IBM's Bid For Sun Is A Blocking Move
IBM's bid for Sun Microsystems [JAVA] is a strategic move aimed at preventing Cisco Systems or Hewlett-Packard from acquiring the company. IBM is already Sun's largest reseller; and IBM's support of open source software is similar to that of Sun. Why would IBM need to "buy the cow?" [Please see additional overlaps towards the end of this post.]
The move makes better sense as a strategic move to prevent Sun from falling into the hands of Cisco or HP. There are considerable synergies between Sun and Cisco:
- Sun has a large server business, Cisco is moving into servers.
- Sun has large customers in telecommunications and finance, two very large server markets.
- Sun has considerable R&D and IP in data center technologies, Cisco needs those capabilities if it is to rapidly succeed in its data center push.
- Sun has considerable expertise in building and running data centers.
- Sun has a services business that would aid Cisco in winning new business.
- Sun has very little overlap in products, technologies, or services with Cisco.
- Sun has extensive middleware.
- Companies buy systems and solutions - Sun would help Cisco move beyond just providing boxes such as its recently introduced Cisco Unified Computing System.
Sources told the Wall Street Journal that Sun has met with prospective buyers. Why didn't Cisco bite? Could it be that John Chamber's move over the past couple of years to decentralize the management of its operations and remove it's traditional command-and-control organization has disabled its ability to make large acquisitions? [Please see video of John Chambers talking abut these changes at the end of this post.]
Cisco acquired WebEx in 2007 for $2.9 billion, and Scientific-Atlanta in 2006 for $5.3 billion. It has made 127 acquisitions.
Hewlett-Packard would also benefit from a tie up with Sun.
A merged HP and Sun would make a stronger competitor against IBM. It would create a West Coast versus East Coast rivalry that could unite the two cultures against a common enemy.
- HP would get Sun’s range of SPARC systems and an impressive future technology road map for SPARC microprocessors. This is a great challenger to IBM and its proprietary 64-bit Power microprocessor architecture. Margins on proprietary hardware are four to five times better than on industry-standard systems.
- HP would gain from Sun’s large accounts in financial services and telecoms. These sectors are huge IT spenders.
- Sun needs a much stronger services arm, and HP has a strong IT services group.
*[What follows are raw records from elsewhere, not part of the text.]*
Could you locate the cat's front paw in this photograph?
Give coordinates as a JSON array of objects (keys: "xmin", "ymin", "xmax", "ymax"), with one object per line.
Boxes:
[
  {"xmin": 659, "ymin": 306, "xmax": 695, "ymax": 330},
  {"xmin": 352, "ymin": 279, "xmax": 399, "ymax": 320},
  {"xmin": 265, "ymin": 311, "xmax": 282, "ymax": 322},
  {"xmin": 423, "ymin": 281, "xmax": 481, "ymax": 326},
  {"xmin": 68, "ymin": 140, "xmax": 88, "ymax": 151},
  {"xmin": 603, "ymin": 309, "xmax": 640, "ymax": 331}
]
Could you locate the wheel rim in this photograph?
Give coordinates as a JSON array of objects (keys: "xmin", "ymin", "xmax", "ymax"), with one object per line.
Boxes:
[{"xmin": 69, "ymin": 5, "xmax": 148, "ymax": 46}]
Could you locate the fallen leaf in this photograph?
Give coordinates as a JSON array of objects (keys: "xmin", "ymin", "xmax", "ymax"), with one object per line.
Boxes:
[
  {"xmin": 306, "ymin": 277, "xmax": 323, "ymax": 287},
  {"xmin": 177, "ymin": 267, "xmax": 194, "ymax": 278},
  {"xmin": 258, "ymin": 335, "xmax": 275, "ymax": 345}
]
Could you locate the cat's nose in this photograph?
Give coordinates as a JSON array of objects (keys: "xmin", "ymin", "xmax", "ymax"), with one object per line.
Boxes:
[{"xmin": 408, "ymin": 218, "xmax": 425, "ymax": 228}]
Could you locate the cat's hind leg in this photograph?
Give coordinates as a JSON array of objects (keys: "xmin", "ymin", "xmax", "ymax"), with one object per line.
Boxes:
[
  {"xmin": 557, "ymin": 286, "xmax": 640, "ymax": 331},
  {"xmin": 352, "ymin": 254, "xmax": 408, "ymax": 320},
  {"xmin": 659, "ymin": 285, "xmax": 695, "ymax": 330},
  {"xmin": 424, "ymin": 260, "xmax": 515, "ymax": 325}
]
- HP would gain Sun’s middleware, very important against IBM’s WebSphere middleware. Middleware software has a very high profit margin.
- Both companies could consolidate their computer labs.
- Sun’s Java technologies have consumer electronics and mobile phone applications and momentum.
- Both have strong data center technologies. They could dominate cloud computing.
There are many overlaps between Sun and IBM where there would be little benefit to IBM:
. . .Sun has developed StarOffice off the OpenOffice.org project while IBM has developed Symphony around the same code base.
It is unlikely that IBM would scrap the work it has done over the past few years to weave Symphony into its Note/Domino collaboration tools and its emerging collection of social networking software.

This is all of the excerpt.